Eliteeinheiten hätten am Dienstag die Stadtgrenze erreicht und diese überquert, meinte der Chef der Anti-Terror-Kräfte, Talib Shaghati. "Wir haben nun mit der eigentlichen Befreiung Mossuls begonnen."

In der Umgebung von Mossul nahmen kurdische Milizen fünf Ortschaften ein, Armee-Einheiten rücken von Süden weiter auf die Stadt vor. Schiitische Milizen haben angekündigt, die Verbindung zwischen Mossul und Rakka in Syrien einzunehmen, um IS-Kämpfern den Fluchtweg abzuschneiden. Auch türkische Truppen stehen zum Angriff bereit. Vor gut zwei Wochen hatten die irakische Armee, kurdische Peschmerga-Kämpfer und lokale Milizen mit einer Großoffensive auf Mossul im Norden des Iraks begonnen. Die von den USA geführte Koalition unterstützt die Operation mit Luftangriffen. Alleine an der Front im Süden der ehemaligen Metropole wurden seit Beginn nach irakischen Militärangaben mehr als 750 Kämpfer des IS getötet.

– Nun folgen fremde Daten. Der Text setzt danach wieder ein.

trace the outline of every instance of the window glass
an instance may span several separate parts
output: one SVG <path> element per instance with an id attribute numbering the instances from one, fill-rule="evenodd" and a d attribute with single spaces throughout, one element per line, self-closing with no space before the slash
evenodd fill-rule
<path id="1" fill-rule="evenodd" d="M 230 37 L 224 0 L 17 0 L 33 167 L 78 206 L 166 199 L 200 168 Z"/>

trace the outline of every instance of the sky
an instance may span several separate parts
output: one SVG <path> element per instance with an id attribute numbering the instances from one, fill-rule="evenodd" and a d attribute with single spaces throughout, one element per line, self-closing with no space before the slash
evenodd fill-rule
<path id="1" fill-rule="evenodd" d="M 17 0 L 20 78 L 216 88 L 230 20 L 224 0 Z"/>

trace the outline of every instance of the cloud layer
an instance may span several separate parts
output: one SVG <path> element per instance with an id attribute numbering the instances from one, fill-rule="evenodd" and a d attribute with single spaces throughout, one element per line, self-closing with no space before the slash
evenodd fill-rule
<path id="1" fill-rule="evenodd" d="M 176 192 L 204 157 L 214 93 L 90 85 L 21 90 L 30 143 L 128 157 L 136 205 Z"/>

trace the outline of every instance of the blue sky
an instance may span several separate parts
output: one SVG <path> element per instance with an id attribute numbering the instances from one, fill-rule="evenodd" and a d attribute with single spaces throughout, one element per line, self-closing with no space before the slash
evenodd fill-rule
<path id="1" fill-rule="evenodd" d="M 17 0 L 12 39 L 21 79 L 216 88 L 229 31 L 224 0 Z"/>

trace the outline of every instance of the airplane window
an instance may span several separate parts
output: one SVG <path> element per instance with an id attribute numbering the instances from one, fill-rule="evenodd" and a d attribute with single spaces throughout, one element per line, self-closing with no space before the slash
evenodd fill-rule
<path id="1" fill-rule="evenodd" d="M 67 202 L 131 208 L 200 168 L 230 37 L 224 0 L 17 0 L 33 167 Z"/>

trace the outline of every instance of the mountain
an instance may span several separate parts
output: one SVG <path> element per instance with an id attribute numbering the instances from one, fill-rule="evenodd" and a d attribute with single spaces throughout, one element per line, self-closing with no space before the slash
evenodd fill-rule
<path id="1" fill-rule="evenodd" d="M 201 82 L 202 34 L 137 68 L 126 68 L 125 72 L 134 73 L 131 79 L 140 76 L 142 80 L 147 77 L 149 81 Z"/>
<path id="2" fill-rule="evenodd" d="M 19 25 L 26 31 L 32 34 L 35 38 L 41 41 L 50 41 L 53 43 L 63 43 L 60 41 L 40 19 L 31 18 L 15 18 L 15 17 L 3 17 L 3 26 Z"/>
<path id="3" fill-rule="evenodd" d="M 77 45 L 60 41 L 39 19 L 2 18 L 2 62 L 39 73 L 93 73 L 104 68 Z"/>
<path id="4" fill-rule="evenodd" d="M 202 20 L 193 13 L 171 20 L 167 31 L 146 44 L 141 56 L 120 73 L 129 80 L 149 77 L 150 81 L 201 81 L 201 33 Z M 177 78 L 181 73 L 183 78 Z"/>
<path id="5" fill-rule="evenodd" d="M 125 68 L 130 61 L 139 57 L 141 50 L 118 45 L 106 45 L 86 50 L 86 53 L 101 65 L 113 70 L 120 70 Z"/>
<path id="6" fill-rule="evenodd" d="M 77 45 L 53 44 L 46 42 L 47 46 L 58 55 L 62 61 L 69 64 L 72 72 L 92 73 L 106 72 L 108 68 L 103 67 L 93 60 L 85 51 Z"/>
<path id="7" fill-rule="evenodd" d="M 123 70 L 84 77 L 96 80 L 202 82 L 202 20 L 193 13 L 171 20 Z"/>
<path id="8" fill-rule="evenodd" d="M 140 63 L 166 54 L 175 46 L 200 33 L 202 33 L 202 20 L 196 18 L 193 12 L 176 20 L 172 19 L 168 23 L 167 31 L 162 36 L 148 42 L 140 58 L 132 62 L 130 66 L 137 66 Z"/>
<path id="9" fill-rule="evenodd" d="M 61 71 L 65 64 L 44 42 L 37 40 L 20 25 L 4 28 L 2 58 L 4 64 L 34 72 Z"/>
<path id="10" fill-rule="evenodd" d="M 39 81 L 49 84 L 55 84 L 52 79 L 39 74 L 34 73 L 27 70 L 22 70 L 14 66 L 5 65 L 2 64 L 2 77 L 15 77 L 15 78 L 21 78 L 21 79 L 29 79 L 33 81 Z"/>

In Mossul selbst wird die Lage von Tag zu Tag angespannter. Die irakische Nachrichtenagentur Al-Sumaria meldete gestern, Dienstag, eine heftige Explosion im Stadtzentrum. Das Ziel der Attacke sollen Anführer der Terrormiliz Islamischer Staat gewesen sein. Bisher hat sich niemand zum Anschlag bekannt. Am vergangenen Donnerstag hatten irakische Milizen über dem Stab, dem Hauptquartier, des Islamischen Staates im westlichen Teil der umkämpften Großstadt die irakische Flagge gehisst. Al-Sumaria bezeichnete den Stab als einen der größten der Terrorgruppierung. Er spiele für die Kämpfer eine wichtige symbolische Rolle. Ob der Stab noch immer unter der Kontrolle der Milizen ist, kann nicht nachgeprüft werden. Doch die Meldung zeigt, dass Daesh, wie der IS im Irak genannt wird, immer mehr unter Druck gerät.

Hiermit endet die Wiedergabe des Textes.